Interim estimates from the Centers for Disease Control and Prevention (CDC) put influenza vaccine effectiveness at just 36% overall in the United States for the 2017-2018 season, researchers report in an article published today in Morbidity and Mortality Weekly Report.

“Even with current vaccine effectiveness [VE] estimates, vaccination will still prevent influenza illness, including thousands of hospitalizations and deaths. Persons aged ≥6 months who have not yet been vaccinated this season should be vaccinated.” write Brendan Flannery, PhD, from the agency’s Influenza Division, National Center for Immunization and Respiratory Diseases, and colleagues.

Because the vaccine is not completely protective, the CDC researchers also stressed the need for early consideration of antivirals, even in vaccinated patients, and for considering influenza as a possible diagnosis for all patients with acute respiratory illness.

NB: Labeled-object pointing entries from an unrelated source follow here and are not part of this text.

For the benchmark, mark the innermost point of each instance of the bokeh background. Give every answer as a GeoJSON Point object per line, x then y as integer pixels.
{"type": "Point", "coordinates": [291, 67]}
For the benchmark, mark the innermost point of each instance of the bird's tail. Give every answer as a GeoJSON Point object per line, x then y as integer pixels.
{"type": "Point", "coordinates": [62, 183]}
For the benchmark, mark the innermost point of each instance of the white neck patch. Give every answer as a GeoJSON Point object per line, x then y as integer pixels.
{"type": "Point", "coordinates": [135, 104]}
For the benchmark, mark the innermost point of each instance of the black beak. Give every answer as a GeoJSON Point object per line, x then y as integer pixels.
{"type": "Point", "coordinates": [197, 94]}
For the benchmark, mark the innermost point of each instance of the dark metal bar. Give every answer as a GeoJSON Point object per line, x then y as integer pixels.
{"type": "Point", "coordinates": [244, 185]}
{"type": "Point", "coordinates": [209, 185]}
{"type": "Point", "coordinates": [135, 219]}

“These interim VE estimates underscore the need for influenza antiviral treatment for any patient with suspected or confirmed influenza who is hospitalized, has severe or progressive illness, or is at high risk for complications from influenza, regardless of vaccination status or results of rapid, point-of-care influenza diagnostic tests. CDC recommends antiviral medications as an adjunct to vaccination, and their potential public health benefit is increased in the context of low VE.”

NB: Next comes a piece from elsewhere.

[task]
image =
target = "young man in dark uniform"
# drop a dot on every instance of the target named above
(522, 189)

According to the CDC, vaccination reduced illness caused by influenza A(H3N2), the predominant virus, by 25% among patients of all ages and by 59% in children 6 months through 8 years of age.

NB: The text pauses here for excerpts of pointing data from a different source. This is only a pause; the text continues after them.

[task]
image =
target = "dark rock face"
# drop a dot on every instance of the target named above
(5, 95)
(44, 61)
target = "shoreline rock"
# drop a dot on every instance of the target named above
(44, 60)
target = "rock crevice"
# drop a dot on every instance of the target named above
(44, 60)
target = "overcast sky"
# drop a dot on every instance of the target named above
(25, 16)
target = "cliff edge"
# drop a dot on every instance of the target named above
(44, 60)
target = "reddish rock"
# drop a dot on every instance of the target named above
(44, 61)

The vaccine was 67% effective against the less common influenza A(H1N1)pdm09 viruses and 42% effective against influenza B viruses.

When stratified by patient age, irrespective of viral strain, VE was 59% for ages 6 months to 8 years; 33% for ages 18 to 49 years; and not significantly effective for ages 9 to 17 years, 50 to 64 years, or 65 years or older.

Influenza hospitalizations, influenza-like-illness, and mortality rates remain at historically high levels across the country. CDC guidance repeatedly emphasizes that it is not too late to get a flu shot and that even an imperfectly protective vaccine can save lives.

The researchers used methods developed by the US Flu VE Network to enroll 4562 patients at five study sites who were older than 6 months of age and were seeking outpatient medical care for an acute respiratory illness with cough and onset within the previous 7 days. Patients were enrolled between November 2, 2017, and February 3, 2018. Patients or their proxies were interviewed for information, including vaccination status, and nasal and oropharyngeal swabs (or nasal swabs alone for children younger than 2 years) were analyzed by using the CDC’s real-time reverse transcription polymerase-chain reaction protocol for detection and identification of influenza viruses.

Among the 4562 patients tested, 38% tested positive for influenza virus, of which 81% were influenza A viruses and 19% were influenza B viruses. Among the influenza A viruses, 85% were A(H3N2) and 16% were A(H1N1)pdm09. Among the B viruses, 98% were from the B/Yamagata lineage.

The researchers found that 53% of influenza-negative patients and 43% of influenza-positive patients had received the 2017-2018 seasonal influenza vaccine.

The authors emphasize that a limitation of this analysis is its focus on prevention of outpatient medical visits rather than hospitalizations or deaths. Low efficacy for seasonal influenza vaccines remains a worldwide public health concern, but Flannery and colleagues point out that during the 2014-2015 season, VE was less than 20% (substantially lower than for the current vaccine), but was still estimated to have prevented as many as 144,000 influenza-associated hospitalizations and between 3400 and 4000 influenza-associated deaths.

 The authors have disclosed no relevant financial relationships.